In the world of student protest, the kids from Parkland are justifiably getting all the attention, but there are other interesting manifestations of student protest that are important to note. A quick round-up of other movements:
In the United States, maybe the most interesting story of the last few weeks has been the student occupation of the Administration Building at Howard University, a historically black university in Washington DC. The ostensible trigger was the revelation that several university employees had been effectively embezzling student financial aid money, but it also had deeper roots in the sub-standard housing available to university students. The sit-in ended a week ago with students winning either 8 out of 9 or 1 out of 9 of their demands, depending on who you listen to. I don’t necessarily get the sense that this is the “start of something big” – this is not yet linked into any kind of national movement such as Vietnam or apartheid sanctions – but I suspect one thing that may resonate is the call for more financial transparency around administration at private universities. Students and their families are spending a *lot* of money at those schools; it’s long overdue they get better accountability around those dollars.

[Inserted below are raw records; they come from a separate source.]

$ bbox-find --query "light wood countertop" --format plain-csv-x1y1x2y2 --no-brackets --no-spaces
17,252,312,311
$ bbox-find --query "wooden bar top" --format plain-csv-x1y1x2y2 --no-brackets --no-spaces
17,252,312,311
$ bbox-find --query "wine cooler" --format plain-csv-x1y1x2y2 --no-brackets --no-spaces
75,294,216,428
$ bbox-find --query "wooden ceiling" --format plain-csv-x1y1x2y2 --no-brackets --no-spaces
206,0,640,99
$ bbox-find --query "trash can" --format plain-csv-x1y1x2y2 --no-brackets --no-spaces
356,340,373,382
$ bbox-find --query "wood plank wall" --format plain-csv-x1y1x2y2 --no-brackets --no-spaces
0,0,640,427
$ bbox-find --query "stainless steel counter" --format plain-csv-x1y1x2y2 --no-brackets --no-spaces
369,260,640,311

Bangladesh has just endured a week of protests and clashes over affirmative action which, in South Asia, students tend to be against. For various equity reasons, governments in Bangladesh (as in India) have a history of setting aside jobs for people from certain castes. Where this extends to positions in the public service, this tends to work against university graduates who tend to be from higher castes/social groups (though India, for instance, also has a policy of reserving spaces at universities for what are known as “scheduled” castes in order to widen participation). In Dhaka, the PM last week announced a set of quotas which would have reserved 30% of positions to the children of those who fought in the country’s war of liberation in 1971. Students protested/rioted (depending on who you listen to), which resulted in a very quick about-face from the government.
Meanwhile in France, a protest movement against major change in access rules (allowing universities to actually select students) is sputtering along unevenly. Despite oodles of May 1968 nostalgia in the press, and a series of sit-ins at institutions across the country, most students don’t seem to be particularly energized by the protests. Last week only 1200 students turned up for a manif at “Sorbonne University” (the university is the result of a now-three-month-old merger between the old humanities-focussed Paris IV and the science-focussed Paris VI down the road). However, there has been violence elsewhere, notably in Montpellier where an occupation of the law faculty by students was broken up by masked, club-wielding unknowns, and computer servers have been trashed to prevent students from taking exams. President Macron says the protests are mostly fringe-left types trying to tie various anti-capitalist themes to the access debate (a phenomenon everyone in Quebec must remember well from 2012) and that the reforms themselves have generated remarkably little disaffection. But based on the past history of student protests, I’d say wait until June and see how things go before accepting that proposition.
Over in Seoul, things are quiet, but students are still taking some satisfaction that it was a protest in favour of integrity in university admissions that led to the downfall and now 24-year jail term for former President Park Geun-hye. Ironically, of course, Park’s father came to power in 1961 on the back of student protests which led to the removal of Syngman Rhee the previous year.